Он возвел глаза к небесам и театрально вздохнул. В выражении его лица появилось что-то дьявольское, что-то неуловимо порочное.
– Телесные наказания?
– О нет, что вы. Для этого они были слишком интеллигентны.
– В вашем голосе слышится сожаление.
– Потому что теперь, по прошествии многих лет, я смотрю на это несколько иначе.
– Что вы имеете в виду?
– То, что многие из моих поступков действительно заслуживали наказания. И лет до восьми или девяти такая перспектива казалась мне весьма устрашающей, хотя и не могла заставить меня всерьез пересмотреть свое поведение. Я всегда был, как выражалась моя бабка, строптивым мальчишкой.
– Вы этим гордитесь?
– Сейчас уже в меньшей степени, чем тогда.

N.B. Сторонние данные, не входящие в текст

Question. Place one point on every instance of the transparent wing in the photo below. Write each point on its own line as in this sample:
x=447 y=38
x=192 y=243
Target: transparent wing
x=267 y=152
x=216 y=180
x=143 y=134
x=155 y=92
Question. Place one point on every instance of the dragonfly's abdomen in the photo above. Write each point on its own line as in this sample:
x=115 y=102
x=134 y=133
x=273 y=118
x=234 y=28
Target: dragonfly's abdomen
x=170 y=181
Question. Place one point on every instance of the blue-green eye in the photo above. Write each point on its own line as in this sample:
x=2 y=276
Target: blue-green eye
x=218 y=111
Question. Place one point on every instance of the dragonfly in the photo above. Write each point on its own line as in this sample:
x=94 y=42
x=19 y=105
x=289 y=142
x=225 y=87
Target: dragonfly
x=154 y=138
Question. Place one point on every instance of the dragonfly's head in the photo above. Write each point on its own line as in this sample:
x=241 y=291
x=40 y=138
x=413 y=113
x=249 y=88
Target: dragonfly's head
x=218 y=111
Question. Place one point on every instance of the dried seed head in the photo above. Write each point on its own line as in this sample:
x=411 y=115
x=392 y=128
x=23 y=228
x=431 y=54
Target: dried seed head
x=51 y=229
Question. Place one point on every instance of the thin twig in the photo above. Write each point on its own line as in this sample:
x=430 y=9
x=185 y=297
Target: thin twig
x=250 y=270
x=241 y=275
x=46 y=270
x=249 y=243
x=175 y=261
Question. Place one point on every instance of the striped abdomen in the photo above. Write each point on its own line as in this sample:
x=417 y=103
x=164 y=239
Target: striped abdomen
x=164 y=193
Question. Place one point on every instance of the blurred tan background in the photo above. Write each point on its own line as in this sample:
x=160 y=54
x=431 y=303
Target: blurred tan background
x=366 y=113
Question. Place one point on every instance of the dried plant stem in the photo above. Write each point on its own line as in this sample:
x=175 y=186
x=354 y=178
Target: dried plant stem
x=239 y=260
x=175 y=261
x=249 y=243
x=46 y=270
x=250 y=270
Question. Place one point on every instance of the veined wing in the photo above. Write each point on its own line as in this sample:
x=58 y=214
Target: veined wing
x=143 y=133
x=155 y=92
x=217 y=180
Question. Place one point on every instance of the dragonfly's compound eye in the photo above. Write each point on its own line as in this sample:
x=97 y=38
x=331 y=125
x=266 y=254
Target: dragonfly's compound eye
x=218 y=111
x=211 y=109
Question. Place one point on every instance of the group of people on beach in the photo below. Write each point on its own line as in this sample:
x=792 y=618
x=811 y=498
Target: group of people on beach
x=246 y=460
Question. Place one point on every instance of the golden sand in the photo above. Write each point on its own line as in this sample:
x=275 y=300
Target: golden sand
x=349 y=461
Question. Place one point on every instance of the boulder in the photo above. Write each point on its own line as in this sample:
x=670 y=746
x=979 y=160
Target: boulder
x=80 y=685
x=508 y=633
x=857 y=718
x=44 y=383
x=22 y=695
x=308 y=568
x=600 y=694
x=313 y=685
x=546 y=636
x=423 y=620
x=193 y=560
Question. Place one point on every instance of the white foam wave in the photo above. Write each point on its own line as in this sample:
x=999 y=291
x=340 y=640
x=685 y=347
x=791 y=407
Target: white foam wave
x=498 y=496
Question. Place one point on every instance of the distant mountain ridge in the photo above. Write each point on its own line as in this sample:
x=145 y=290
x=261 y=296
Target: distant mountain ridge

– Что же заставляло вас опасаться наказания, которое, как вы сами только что признались, так ни разу и не последовало?
– Рассказы приятелей, разумеется. Менее изнеженных и избалованных мальчишек, чем я.
– Слушая их, вы не испытывали возбуждения?
– Сексуального? Подобного тому, какое испытывал старина Руссо? – Он слегка оскалился, на долю секунды вновь сделавшись похожим на голодного волка... или на вервольфа. – Нет. В то время еще нет. Я на полном серьезе побаивался, потому что не знал, как в этом случае следует себя вести: в чем каяться, что обещать, словом, к какой прибегнуть лжи, – ведь в любом случае я не собирался становиться другим. Даже под угрозой самого сурового наказания.
– Вы много думали об этом?
– Не слишком. Гораздо больше меня интересовали другие вещи: загадка притягательности всех без исключения существ противоположного пола, даже самых вредных и капризных; ночная возня родителей в спальне за стеной... Зачем им вообще такая громадная общая кровать? И почему это им позволено спать вместе, а нам с сестрой нет? Почему, когда Ольге становится страшно после просмотра какого-нибудь телефильма и она в ночной рубашке забирается ко мне в постель, нас тут же с криками разгоняют по местам? «Как не стыдно!» – слышали мы в такие минуты от бабки и от матери. А чего нам следовало стыдиться?
– В семилетнем возрасте вы уже задумывались о таких вещах?
– Конечно. А вы?
– Речь не обо мне, Грэм.
– Прошу прощения. Только не говорите мне про трансфер и тому подобную чепуху. Мне все равно не удастся забыть о том, что я мужчина, а вы женщина. Более того, я готов признаться прямо сейчас, что считаю вас очень интересной женщиной. Надеюсь, вы не расцениваете это как личное оскорбление?
Рита спокойно встретила его взгляд. О, как же это было непросто! Глаза визионера... Тот, кто сказал, что глаза – это зеркало души, никогда не встречал человека с глазами Грэма Мастерса.